Quando Joana fez dezoito anos, sua “tia” contou-lhe toda a verdade, pois não lhe interessava continuar com aquela mentira; a menina havia se tornado uma pedra em seu caminho. O rei e a rainha já tinham morrido e agora quem reinava era o príncipe, o qual não conhecia a história. Desde então ela estava sozinha e precisava se virar para viver. Sua tia morreu de um mal súbito alguns dias depois que contou tudo para Joana. Aquela menina tinha um coração tão bondoso que ficou triste pela mulher, pois boa ou mà, ela que a havia criado todo aquele tempo.

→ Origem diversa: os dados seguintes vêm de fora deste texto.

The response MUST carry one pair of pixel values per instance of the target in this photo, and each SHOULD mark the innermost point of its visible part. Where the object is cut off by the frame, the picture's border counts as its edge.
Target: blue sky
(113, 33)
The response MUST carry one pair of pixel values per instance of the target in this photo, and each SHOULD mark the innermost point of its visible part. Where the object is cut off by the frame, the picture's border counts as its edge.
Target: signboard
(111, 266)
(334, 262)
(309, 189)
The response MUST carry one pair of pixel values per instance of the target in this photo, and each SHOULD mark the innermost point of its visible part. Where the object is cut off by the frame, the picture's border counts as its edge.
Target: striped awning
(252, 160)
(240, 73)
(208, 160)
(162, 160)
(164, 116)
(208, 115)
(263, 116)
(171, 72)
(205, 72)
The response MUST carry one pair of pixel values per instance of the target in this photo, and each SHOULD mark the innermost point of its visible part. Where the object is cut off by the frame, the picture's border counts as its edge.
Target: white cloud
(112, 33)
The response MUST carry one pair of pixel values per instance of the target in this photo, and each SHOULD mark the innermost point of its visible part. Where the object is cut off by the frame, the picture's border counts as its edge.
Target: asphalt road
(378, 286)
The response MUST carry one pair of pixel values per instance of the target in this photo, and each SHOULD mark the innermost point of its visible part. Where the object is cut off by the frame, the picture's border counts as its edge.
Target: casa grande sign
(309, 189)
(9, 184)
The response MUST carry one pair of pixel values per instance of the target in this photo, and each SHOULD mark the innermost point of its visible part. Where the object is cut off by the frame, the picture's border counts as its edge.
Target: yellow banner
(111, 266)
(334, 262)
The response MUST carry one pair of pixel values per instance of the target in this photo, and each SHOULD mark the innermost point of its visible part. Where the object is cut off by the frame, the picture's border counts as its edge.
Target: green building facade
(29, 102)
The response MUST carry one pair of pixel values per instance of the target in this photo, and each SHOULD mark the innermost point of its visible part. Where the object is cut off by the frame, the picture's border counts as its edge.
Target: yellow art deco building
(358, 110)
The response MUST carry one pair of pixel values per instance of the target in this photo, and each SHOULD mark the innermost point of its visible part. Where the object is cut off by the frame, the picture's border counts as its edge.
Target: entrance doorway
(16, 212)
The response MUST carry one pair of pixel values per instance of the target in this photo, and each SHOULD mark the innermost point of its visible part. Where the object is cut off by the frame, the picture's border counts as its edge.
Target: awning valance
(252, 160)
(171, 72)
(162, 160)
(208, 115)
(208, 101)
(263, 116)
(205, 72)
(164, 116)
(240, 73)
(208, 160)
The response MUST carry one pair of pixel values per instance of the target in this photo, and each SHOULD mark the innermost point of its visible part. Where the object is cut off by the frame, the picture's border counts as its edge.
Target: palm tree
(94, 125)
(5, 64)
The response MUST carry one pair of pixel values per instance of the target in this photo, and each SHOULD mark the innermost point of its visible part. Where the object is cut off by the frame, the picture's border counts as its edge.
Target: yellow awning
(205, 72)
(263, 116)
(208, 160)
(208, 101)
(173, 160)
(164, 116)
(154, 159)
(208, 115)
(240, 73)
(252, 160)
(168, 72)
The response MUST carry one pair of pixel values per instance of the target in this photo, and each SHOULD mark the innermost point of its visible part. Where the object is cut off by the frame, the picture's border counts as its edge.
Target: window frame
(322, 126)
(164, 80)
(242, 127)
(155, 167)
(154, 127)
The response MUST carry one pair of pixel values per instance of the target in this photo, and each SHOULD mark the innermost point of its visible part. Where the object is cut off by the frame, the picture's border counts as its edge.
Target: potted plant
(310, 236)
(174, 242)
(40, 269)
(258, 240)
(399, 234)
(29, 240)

Quando soube de tudo a minha vontade era colocá-la em meus braços e niná-la como se faz com um bebê; queria que se sentisse segura e em paz; mas não podia, eu então a abracei forte.  Sabia o que era se sentir sozinho, sem pai nem mãe; um garoto que precisou ser emancipado aos quinze anos, pois queria viver na cidade. E mesmo eu tendo meus avòs, nunca è a mesma coisa. Eu também lhe contei minha historia e nos abraçamos mais uma vez compartilhando a dor um do outro e chorando. Eu fiquei ainda mais apaixonado por aquela mulher e ela por mim.

Eu a chamei para ir embora dali e viver uma nova história:

_Joana, vem comigo, vamos viver nosso amor longe daqui, venha conhecer meu mundo.

Ela me olhou como se fosse louco, e até parecia que eu estava, mas eu a amava e a queria comigo.

Eu a beijei na esperança de que sumíssemos dali juntos, mas nada aconteceu. Os lábios mais delicados e suaves que já havia beijado.

Ela me afastou e me chamou de louco e disse que se eu realmente a amasse, que ficasse ali com ela.

Eu tentei varias vezes voltar para meu mundo e nada. Eu tinha uma vida fora daquele mundo em que eu me encontrava, mas mal sabia eu que se beijasse alguém de outro mundo ficaria por lá. Bateu um grande desespero mesmo estando ao lado do meu amor. E agora, como faço para sair daqui?Pensei, pensei e nenhuma idéia vinha.

No outro mundo sua avò percebeu que o neto havia sumido, ela tomou um chá revelador com suas ervas misteriosas para ter alguma revelação sobre o neto. Ela sentiu uma fraqueza tão grande que desfaleceu na hora. Como em um sonho ela via o neto em um castelo, com roupas estranhas e uma jovem loira, delicada e de olhos de cor lilás, ela os viu se beijando e ouviu uma voz profunda dizer-lhe: ele comeu uma fruta (mostrou a fruta vermelha), ele agora só sai de lá por seu intermédio. Você precisará fazer um feitiço contrário. Eu te direi o que deve fazer e cada socada no pilão que der para transformar tudo em pó, mais ele se afastará daquele mundo, só tem um problema; ele está apaixonado por aquela garota e ela não pode vir pra cá. Se ele decidir ficar lá, nunca mais conseguirá voltar, e se decidir voltar, nunca mais encontrará a garota. Agora acorde e faca o feitiço. Sua avò acordou e começou a pegar lascas do tronco da árvore da fruta mágica, sementes de frutas como tucumã, buriti, e também grãos. Ela pegou várias coisas e colocou no pilão, com o qual começou a socar, socar e socar.

Enquanto isso, no mundo estranho

Que estranho, estou sentindo que sou puxado por uma forca tão grande que não consigo descrever, ele pensou...  Sinto-me sendo puxado para trás. E Joana me perguntando aonde eu ia, se não a amava mais.

_Wesley, decida, você quer ficar comigo ou quer ir? Sinto você angustiado ficando aqui. Se for, nunca mais me procure.

Eu pensei rápido e decidi ir embora. Aquilo tudo não tinha a ver comigo, mesmo eu a amando.

_Espero que me perdoe meu amor. Eu sempre te amarei, mas não pertenço a este mundo.

Eu fui embora dali com lágrimas nos olhos. Ela virou de costas para mim, e percebi que chorava.

 E fui puxado para meu mundo de um modo abrupto. Cheguei fraco e no chão próximo da minha avò que me abraçou.

 _Você está de volta meu neto, que bom. Aqueles mundos estão com portões fechados para você agora.

Nunca mais eu voltei à floresta nem a ver a minha Jo. Agora è seguir minha vida. Foi uma estranha, mas indescritível aventura que me transformou em outro homem.